📜 ⬆️ ⬇️

[Translation] When to use parallel streams

A source
Authors: Doug Lea with Brian Goetz, Paul Sandoz, Aleksey Shipilev, Heinz Kabutz, Joe Bowbeer, ...

The java.util.streams framework contains data-driven operations on collections and other data sources. Most stream methods perform the same operation on each of the elements. Using the parallelStream() collection method, if there are several cores, data-driven can be turned into data-parallel . But when is it worth doing?


Consider using S.parallelStream().operation(F) instead of S.stream().operation(F) , provided that the operations are independent of each other, and either costly in terms of computation, or applied to a large number of elements effectively split. (splittable) data structures, or both. More precisely:



The stream processing framework will not (and cannot) insist on any of the above. If the calculations are dependent on each other, then their parallel execution does not make sense, or will be harmful at all and will lead to errors. Other criteria derived from the above engineering constraints (issues) and tradeoffs (tradeoffs) criteria include:



Obtaining the exact characteristics of these effects can be difficult (although, if you try, and doable using tools like JMH ). But the cumulative effect is fairly easy to notice. To experience it yourself - conduct an experiment. For example, on a 32-core test machine, when small functions are started, like max() or sum() , the break-even point is approximately 10,000 over an ArrayList . For more elements, acceleration is noted up to 20 times. Working time for collections with less than 10,000 items is not much less than for 10,000, and therefore slower than sequential processing. The worst result occurs with less than 100 elements - in this case, the involved threads stop doing nothing useful, because calculations are completed before they start. On the other hand, when operations on elements are time-consuming, in the case of using efficiently and fully split collections, such as ArrayList , the benefit is immediately visible.


To paraphrase all of the above, the use of parallel() in the case of an unnecessarily small amount of computation can cost about 100 microseconds, and the use otherwise should save at least this time itself (or perhaps the clock for very large tasks). The specific cost and benefits will vary over time and for different platforms, and, also, depending on the context. For example, the launch of small computations in parallel within a sequential cycle enhances the effect of rises and falls (performance micro tests in which this manifests itself may not reflect the real situation).


Questions and answers



She might try, but too often the decision would be wrong. The search for fully automatic multi-core concurrency has not led to a universal solution over the past thirty years, and therefore, the framework uses a more robust approach, requiring the user to only choose between yes or no . This choice is based on engineering problems that are constantly encountered in sequential programming, which are unlikely to completely disappear ever. For example, you may encounter a 100-fold slowdown when searching for the maximum value in a collection containing a single element by comparison using this value directly (without a collection). Sometimes the JVM can optimize such cases for you. But this rarely happens in sequential cases, and never in the case of parallel mode. On the other hand, it can be expected that, as it develops, the tools will help users make better decisions.
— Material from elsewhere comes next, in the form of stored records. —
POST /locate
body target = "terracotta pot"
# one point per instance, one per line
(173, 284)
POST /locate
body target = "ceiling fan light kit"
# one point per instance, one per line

This, too, is similar to problems often encountered in sequential programming. For example, the S.contains(x) method of the Collection class usually executes quickly if S is a HashSet , slowly if LinkedList , and moderately in other cases. Usually, for the author of a component using a collection, the best way out of this situation is to encapsulate it and publish only a specific operation on it. Then users will be isolated from the need to choose. The same applies to parallel operations. For example, a component with an internal price collection can define a method that checks its size to reach the limit, which will make sense until elementwise calculations become too expensive. Example:


 public long getMaxPrice() { return priceStream().max(); } private Stream priceStream() { return (prices.size() < MIN_PAR) ? prices.stream() : prices.parallelStream(); } 

This idea can be extended to other considerations about when and how to use parallelism.



At one extreme are functions that do not meet the independence criteria, including successive I / O operations in nature, access to blocking synchronized resources, and cases where an error in one parallel subtask that performs I / O affects others. Their parallelization does not make much sense. On the other hand, there are calculations that occasionally perform I / O or rarely blocked synchronization (for example, most logging cases, and using such competitive collections as ConcurrentHashMap ). They are harmless. What lies between them requires more research. If each subtask can block for a significant amount of time while waiting for I / O or access, CPU resources will be idle without being able to be used by the program or the JVM. From such a bad all. In these cases, parallel stream processing is not always the right choice. But there are good alternatives - for example, asynchronous I / O and the CompletableFuture approach.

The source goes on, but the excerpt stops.